Güncelleme Tarihi:
Herhalde Acun ve Şeyma’nın, kısaca “Şeymacun”un ani boşanma haberiyle beraber pazartesi günü dedikodu rekoru kırıldı!
“Şu yüzdenmiş”, “Böyle olmuş” iddiaları, geyikleri havada uçuşurken konuya karıştırılan üçüncü şahıslar da yıldırım hızıyla açıklamalar yapınca ülkenin dört bir tarafındaki WhatsApp grupları yazışmaktan helak oldu, kelimeler yoruldu.

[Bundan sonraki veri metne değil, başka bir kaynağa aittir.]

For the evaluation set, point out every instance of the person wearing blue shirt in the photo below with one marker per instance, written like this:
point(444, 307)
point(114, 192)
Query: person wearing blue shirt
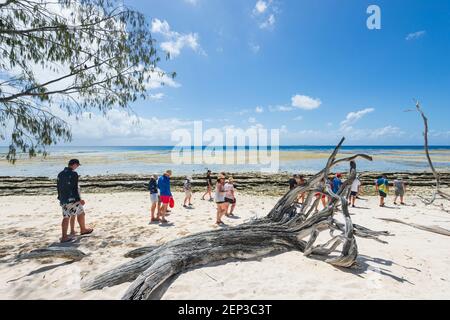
point(165, 194)
point(337, 182)
point(153, 189)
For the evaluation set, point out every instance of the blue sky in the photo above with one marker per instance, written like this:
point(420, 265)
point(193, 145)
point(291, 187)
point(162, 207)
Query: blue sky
point(310, 68)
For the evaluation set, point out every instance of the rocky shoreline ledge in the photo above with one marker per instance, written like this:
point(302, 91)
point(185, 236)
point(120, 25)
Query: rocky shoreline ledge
point(253, 183)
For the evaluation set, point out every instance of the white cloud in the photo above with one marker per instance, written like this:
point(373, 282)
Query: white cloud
point(156, 96)
point(254, 47)
point(260, 7)
point(353, 117)
point(305, 102)
point(174, 41)
point(384, 132)
point(415, 35)
point(265, 12)
point(280, 108)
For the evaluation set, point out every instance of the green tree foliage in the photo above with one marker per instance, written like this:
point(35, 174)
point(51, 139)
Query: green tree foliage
point(72, 55)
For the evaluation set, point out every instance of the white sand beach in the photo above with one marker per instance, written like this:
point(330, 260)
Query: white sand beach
point(413, 265)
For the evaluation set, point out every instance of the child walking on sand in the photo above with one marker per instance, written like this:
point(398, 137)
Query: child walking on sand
point(208, 186)
point(382, 186)
point(187, 188)
point(355, 190)
point(230, 199)
point(400, 189)
point(220, 198)
point(154, 198)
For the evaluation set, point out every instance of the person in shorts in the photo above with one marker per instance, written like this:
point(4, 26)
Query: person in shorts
point(208, 186)
point(187, 188)
point(400, 189)
point(154, 198)
point(382, 187)
point(293, 182)
point(355, 190)
point(219, 198)
point(230, 198)
point(165, 194)
point(70, 200)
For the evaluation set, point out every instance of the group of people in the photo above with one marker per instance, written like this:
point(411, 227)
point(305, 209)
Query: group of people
point(224, 196)
point(335, 182)
point(382, 187)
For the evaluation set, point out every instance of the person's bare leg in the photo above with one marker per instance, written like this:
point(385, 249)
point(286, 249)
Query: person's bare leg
point(64, 228)
point(232, 207)
point(324, 202)
point(159, 210)
point(82, 222)
point(72, 226)
point(316, 207)
point(152, 211)
point(218, 215)
point(163, 213)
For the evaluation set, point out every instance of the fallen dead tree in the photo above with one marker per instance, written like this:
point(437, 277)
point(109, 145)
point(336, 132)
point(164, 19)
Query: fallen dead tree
point(288, 226)
point(437, 190)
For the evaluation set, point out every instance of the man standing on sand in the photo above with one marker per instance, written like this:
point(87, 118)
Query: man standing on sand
point(165, 194)
point(382, 186)
point(293, 182)
point(154, 197)
point(70, 201)
point(355, 190)
point(337, 182)
point(400, 189)
point(208, 186)
point(187, 188)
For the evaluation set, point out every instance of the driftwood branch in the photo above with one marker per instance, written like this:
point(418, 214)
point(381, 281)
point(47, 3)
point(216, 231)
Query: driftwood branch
point(434, 229)
point(288, 226)
point(54, 252)
point(437, 191)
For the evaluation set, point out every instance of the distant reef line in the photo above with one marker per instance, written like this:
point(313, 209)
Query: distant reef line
point(251, 182)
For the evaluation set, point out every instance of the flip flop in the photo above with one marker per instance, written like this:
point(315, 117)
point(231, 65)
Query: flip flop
point(89, 231)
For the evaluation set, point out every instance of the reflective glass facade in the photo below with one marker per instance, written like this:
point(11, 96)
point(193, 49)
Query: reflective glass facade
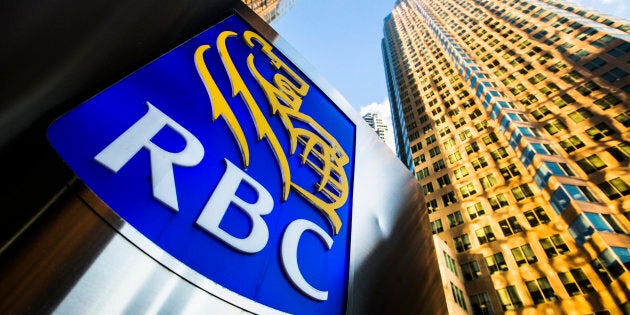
point(524, 107)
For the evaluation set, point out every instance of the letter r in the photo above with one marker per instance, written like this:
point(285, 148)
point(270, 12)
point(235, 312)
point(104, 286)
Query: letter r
point(139, 136)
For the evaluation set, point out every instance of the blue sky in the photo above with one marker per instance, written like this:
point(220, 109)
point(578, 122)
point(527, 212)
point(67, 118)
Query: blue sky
point(341, 39)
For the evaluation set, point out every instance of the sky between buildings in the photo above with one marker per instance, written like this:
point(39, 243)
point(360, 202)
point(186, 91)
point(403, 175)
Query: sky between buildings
point(342, 40)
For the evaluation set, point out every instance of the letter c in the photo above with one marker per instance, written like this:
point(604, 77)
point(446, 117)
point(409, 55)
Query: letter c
point(290, 242)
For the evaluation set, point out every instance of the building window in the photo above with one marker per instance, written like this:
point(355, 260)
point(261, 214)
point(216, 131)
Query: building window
point(510, 226)
point(434, 151)
point(536, 216)
point(454, 157)
point(576, 282)
point(555, 68)
point(444, 180)
point(541, 112)
point(475, 210)
point(571, 144)
point(450, 263)
point(620, 50)
point(614, 75)
point(591, 164)
point(480, 304)
point(540, 290)
point(509, 298)
point(554, 127)
point(599, 131)
point(587, 88)
point(439, 165)
point(499, 154)
point(539, 77)
point(620, 152)
point(612, 263)
point(578, 55)
point(517, 89)
point(470, 270)
point(603, 41)
point(436, 226)
point(449, 198)
point(554, 246)
point(465, 134)
point(488, 181)
point(428, 188)
point(509, 171)
point(580, 115)
point(461, 172)
point(499, 201)
point(481, 125)
point(467, 190)
point(624, 118)
point(529, 100)
point(472, 147)
point(462, 243)
point(485, 235)
point(455, 219)
point(595, 64)
point(563, 100)
point(549, 89)
point(432, 206)
point(524, 255)
point(423, 173)
point(459, 296)
point(496, 263)
point(479, 163)
point(614, 188)
point(521, 192)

Peki ama gerçekten Şeyma ve Acun neden ayrıldı?
Tüm bünyeler illa bir üçüncü şahıs, illa “başka bir aşk kaçamağı” arıyor.

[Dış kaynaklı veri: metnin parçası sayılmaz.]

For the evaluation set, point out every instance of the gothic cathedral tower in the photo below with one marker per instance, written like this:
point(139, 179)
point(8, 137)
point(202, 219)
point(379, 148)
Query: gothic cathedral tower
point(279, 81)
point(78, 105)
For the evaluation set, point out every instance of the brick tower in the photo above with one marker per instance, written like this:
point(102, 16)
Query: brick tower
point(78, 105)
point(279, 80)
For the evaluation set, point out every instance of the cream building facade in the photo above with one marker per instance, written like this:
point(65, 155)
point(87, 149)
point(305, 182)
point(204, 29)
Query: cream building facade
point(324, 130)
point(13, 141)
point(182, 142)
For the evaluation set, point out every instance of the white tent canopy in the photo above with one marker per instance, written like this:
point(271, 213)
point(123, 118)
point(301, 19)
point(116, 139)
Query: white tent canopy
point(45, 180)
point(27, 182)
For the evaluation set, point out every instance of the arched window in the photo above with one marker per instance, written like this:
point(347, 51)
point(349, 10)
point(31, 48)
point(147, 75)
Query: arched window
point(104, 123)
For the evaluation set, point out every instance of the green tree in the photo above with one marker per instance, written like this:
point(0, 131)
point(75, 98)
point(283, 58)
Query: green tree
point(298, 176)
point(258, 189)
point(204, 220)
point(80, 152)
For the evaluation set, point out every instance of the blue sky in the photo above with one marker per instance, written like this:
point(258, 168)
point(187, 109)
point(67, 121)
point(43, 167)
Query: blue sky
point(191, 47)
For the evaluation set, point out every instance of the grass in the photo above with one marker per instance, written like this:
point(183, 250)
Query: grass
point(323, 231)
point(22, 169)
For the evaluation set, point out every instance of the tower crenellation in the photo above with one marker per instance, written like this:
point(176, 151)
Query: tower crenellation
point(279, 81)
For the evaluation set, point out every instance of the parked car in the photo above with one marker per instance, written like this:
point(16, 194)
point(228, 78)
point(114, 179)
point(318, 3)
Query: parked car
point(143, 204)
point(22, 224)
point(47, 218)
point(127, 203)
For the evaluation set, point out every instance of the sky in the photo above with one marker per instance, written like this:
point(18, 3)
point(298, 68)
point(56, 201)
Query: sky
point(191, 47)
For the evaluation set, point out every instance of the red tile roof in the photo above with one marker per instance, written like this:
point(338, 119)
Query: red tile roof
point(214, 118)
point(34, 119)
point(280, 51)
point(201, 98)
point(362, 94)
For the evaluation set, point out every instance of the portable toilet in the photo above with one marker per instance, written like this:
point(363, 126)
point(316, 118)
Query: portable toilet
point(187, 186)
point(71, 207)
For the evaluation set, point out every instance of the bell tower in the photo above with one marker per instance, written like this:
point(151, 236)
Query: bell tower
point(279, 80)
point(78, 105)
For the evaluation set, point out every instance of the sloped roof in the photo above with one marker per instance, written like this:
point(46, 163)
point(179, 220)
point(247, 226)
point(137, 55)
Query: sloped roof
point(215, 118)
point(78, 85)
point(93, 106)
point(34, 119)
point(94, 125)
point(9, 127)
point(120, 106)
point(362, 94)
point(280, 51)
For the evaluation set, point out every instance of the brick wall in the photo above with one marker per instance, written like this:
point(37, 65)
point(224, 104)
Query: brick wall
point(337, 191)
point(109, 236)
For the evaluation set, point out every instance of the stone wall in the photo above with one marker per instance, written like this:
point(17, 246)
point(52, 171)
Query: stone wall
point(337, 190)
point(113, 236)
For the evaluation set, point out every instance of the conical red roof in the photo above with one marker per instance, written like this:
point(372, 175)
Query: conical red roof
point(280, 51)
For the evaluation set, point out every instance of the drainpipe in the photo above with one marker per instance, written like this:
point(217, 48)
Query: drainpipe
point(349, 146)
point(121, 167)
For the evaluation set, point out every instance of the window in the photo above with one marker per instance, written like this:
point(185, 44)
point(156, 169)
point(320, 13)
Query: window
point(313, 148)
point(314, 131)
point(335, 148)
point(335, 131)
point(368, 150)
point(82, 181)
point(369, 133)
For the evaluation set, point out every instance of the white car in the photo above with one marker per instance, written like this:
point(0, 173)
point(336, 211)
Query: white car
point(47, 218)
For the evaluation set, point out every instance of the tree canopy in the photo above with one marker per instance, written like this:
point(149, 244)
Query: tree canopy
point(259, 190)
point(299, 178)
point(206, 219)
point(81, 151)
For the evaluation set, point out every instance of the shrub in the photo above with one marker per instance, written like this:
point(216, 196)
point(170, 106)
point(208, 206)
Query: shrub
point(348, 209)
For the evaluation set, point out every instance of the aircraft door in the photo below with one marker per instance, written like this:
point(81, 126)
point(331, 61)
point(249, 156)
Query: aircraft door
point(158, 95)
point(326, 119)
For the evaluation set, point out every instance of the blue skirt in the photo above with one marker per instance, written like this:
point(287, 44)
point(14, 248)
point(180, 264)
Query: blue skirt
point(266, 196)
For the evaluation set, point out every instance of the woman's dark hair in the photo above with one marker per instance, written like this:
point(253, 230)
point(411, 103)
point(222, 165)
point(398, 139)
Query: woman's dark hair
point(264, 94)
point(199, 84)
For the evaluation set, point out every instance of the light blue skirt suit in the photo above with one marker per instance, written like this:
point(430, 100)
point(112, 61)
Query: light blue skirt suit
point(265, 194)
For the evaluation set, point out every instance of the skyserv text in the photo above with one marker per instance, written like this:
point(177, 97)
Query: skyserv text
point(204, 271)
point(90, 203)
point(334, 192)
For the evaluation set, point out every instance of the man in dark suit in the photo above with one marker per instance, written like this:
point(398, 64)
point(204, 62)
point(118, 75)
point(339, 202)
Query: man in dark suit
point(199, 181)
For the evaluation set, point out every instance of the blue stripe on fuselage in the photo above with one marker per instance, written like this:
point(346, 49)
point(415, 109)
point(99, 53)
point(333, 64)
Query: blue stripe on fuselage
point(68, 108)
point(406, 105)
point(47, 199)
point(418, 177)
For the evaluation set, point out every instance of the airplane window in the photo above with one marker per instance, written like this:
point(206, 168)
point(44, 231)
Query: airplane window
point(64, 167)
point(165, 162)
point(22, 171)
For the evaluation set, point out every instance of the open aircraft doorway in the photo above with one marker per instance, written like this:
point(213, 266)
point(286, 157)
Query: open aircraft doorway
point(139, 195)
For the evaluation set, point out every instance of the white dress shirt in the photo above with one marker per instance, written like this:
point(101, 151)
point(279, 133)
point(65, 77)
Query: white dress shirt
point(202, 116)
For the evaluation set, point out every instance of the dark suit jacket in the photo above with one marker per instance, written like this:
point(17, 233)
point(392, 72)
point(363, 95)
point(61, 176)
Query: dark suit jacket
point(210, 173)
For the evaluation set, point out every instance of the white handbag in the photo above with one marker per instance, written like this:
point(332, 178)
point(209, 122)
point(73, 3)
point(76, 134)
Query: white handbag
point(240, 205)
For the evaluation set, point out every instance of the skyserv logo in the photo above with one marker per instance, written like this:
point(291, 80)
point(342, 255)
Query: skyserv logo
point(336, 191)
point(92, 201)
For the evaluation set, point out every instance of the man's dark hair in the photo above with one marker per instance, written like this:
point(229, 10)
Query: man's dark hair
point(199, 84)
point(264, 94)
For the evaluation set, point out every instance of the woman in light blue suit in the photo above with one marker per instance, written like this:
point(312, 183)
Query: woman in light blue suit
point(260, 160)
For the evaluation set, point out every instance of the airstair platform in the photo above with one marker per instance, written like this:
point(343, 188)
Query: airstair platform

Çünkü haliyle böylesi daha heyecanlı, daha pembe dizi, daha entrika, daha lunapark ve çarpışan otomobiller.
Vardır ya da yoktur onu bilemem, “var mısın yok musun” hesabı bir ikilem
bu da.
Ama dışarıdan görünen köy şuydu, bir tek onu bilirim:
Şeyma kendi yörüngesinde ahenk içinde dönmeye başlayan, yüksek enerjisinden dolayı ışık hızıyla kainat kainat dolaşan apayrı bir gezegen olup çıkmıştı son iki yılda.

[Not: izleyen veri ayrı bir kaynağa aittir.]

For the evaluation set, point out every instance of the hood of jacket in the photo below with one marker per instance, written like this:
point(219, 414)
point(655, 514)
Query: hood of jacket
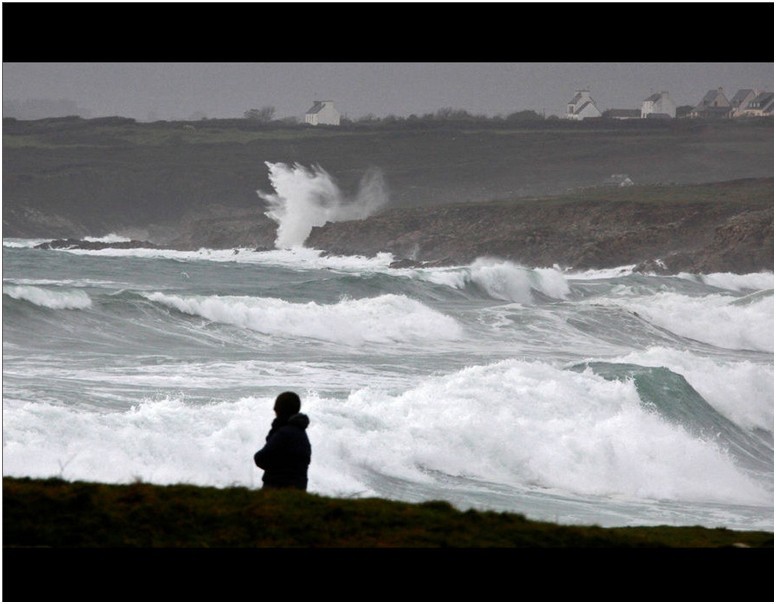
point(300, 420)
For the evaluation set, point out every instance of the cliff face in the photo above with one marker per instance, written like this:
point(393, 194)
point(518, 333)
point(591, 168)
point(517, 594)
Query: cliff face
point(713, 228)
point(722, 227)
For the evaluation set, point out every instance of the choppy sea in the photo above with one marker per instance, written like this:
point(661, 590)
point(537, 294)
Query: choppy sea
point(601, 397)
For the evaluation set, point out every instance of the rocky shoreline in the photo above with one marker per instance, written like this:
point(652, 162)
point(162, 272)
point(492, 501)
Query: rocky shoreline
point(718, 227)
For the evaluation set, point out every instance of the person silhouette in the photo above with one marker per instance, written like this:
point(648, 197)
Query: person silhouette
point(285, 456)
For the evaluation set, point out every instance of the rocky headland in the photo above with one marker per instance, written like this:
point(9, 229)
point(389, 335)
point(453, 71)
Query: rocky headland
point(539, 196)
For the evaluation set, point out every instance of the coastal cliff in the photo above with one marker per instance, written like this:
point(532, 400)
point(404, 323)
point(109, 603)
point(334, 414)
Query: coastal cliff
point(720, 227)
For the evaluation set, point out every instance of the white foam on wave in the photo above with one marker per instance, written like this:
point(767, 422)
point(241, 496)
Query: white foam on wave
point(14, 242)
point(296, 258)
point(49, 298)
point(714, 319)
point(308, 197)
point(502, 280)
point(522, 423)
point(385, 319)
point(733, 281)
point(742, 391)
point(512, 422)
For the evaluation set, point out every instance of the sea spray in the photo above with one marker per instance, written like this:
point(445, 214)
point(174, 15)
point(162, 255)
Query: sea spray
point(562, 431)
point(49, 298)
point(502, 280)
point(735, 326)
point(385, 319)
point(309, 197)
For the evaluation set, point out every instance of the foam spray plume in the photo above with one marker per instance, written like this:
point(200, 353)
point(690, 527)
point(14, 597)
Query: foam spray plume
point(305, 198)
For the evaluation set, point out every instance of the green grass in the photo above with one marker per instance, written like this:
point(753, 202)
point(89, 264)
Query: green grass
point(60, 514)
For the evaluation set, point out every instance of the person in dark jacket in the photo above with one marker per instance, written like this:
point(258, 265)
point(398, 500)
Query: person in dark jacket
point(286, 454)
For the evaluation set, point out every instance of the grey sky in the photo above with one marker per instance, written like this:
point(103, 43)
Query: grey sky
point(179, 90)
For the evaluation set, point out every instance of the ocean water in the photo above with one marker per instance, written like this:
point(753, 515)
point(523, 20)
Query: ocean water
point(602, 397)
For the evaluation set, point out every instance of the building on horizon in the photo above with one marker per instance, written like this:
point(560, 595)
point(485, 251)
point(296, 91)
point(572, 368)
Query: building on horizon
point(714, 105)
point(581, 106)
point(658, 105)
point(741, 100)
point(322, 113)
point(760, 106)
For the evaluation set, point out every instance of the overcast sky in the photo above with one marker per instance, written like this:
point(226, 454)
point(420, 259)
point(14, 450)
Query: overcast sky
point(179, 90)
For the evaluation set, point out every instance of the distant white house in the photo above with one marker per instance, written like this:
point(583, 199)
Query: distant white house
point(322, 113)
point(581, 106)
point(741, 100)
point(658, 105)
point(761, 105)
point(713, 105)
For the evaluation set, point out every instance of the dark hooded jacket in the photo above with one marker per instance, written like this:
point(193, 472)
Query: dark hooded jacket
point(285, 456)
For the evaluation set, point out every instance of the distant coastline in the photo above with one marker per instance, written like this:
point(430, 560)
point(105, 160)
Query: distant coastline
point(700, 195)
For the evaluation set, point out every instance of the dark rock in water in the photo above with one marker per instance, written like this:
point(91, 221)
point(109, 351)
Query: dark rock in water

Büyümüştü, özgüveni yedi kat göğe ermişti, “Var mısın Yok musun” zamanında başladığı nokta A ise artık Z’yi filan da geçmişti.
Bana kalırsa Acun bu hızlı gelişimi, dönüşümü her zaman sevdi, destekledi, gülümseyerek uzaktan izledi ama esas gönlünü düşürdüğü kadın filmin en başında tanıştığı kendi halinde, hayat deneyimi henüz sıfır kilometre Şeyma’ydı.
Esas unutamadığı oydu.
“Burning Man”deki milyon takipçili Şeyma pek değil.
İlişkilerde hep olur ya, bir taraf diğerine “Sen çok değiştin” der, “İlk baştaki gibi değilsin.”
Sonra da “dünyalar, zevkler ayrı” denmeye başlanır ve dünyalar gerçekten ayrılmaya başlar.
Burada da öyle bir döngü var sanki.
O döngünün sonunda da kaçınılmaz son.